I was out and about today doing errands and stopped by the beach to check out the surf. In yesterday’s blog, I mentioned that we were in a severe drought. Well, last night it poured with lots of thunder and lightning. This never happens in Santa Cruz in the summer. Very strange weather.
This is a cove near our house where we sometimes take Ginger, our dog. It was fairly warm today after the storm last night, and the beach was scattered with sunbathers. And some braved the water, which can be a little chilly on the central coast!
Here I’m looking down at the beach where we can take long walks. In the forefront (and around the corner that you can’t see) are tide pools. This beach is never crowded. Most visitors to Santa Cruz go to the beach near the Boardwalk and the wharf.
The Santa Cruz Beach Boardwalk. Parts of my novel The Castle Blues Quake take place here.
Residents of the wharf. There’s a fenced, square hole in the wharf where you can look down to the pilings below and see the sea lions. They’re able to hop up from the water onto the planks. Sometimes, every spot is taken!

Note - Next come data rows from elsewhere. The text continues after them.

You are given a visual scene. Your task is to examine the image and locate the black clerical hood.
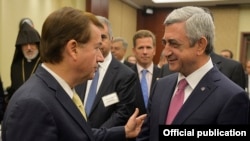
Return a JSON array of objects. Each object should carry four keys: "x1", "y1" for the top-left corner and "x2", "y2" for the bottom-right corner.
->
[
  {"x1": 12, "y1": 22, "x2": 40, "y2": 63},
  {"x1": 16, "y1": 22, "x2": 40, "y2": 47}
]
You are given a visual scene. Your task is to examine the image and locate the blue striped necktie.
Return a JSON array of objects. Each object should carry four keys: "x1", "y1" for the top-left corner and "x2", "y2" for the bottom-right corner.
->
[
  {"x1": 85, "y1": 69, "x2": 99, "y2": 116},
  {"x1": 141, "y1": 69, "x2": 148, "y2": 108}
]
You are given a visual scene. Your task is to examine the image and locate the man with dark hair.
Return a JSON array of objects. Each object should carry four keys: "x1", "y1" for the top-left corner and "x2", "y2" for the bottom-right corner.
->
[{"x1": 2, "y1": 7, "x2": 145, "y2": 141}]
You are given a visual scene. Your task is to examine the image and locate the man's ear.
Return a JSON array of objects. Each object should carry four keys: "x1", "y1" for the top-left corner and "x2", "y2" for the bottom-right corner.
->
[
  {"x1": 197, "y1": 37, "x2": 208, "y2": 55},
  {"x1": 65, "y1": 40, "x2": 77, "y2": 58}
]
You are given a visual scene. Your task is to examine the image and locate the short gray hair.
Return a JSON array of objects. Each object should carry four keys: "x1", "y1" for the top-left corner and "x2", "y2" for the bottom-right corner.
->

I put a little scene in The Castle Blues Quake where Pepper watches the sea lions, thinking of her friend Chrissy who she had to leave behind in New York City. From such a distance, it’s been difficult to maintain their friendship. Here’s the excerpt:
At first all I saw were shadows and glints of light on the surging water. Then I made out the shapes of huge sea lions floating in the water or lounging on crossbeams. Even though their bodies were big and blubbery, they had the cutest faces with whiskers on either side of their doggie-type noses.
I wished Chrissie were there. We used to have so much fun at Coney Island. I pulled my cell phone out of my pack and punched in her number.
“Chrissie, it’s me. How are you?”
“I’m good, how ‘bout you?”
“I’m at the beach watching some sea lions. You wouldn’t believe how they just hang out here. God, I have so much to tell you. Remember that boy I met? Well there’s this weird guy who plays a saw, and he gave me this harmonica—” I heard giggling in the background. “Can you talk? Are you busy?”
“I’m kind of hanging out with some friends. Maybe I could call you later?”
“Oh, sure, no problem.”
I stuck my phone back in my pack and gazed down at a sea lion in the water looking up at its buddies. They were crowded onto the crossbeams with no space left for the one in the water. Its angry, hurt bark echoed up to me.
Hey, guy. I thought. I know exactly how you feel.
Have you ever had to move away from a friend, either as a kid or an adult? Were you able to maintain the friendship?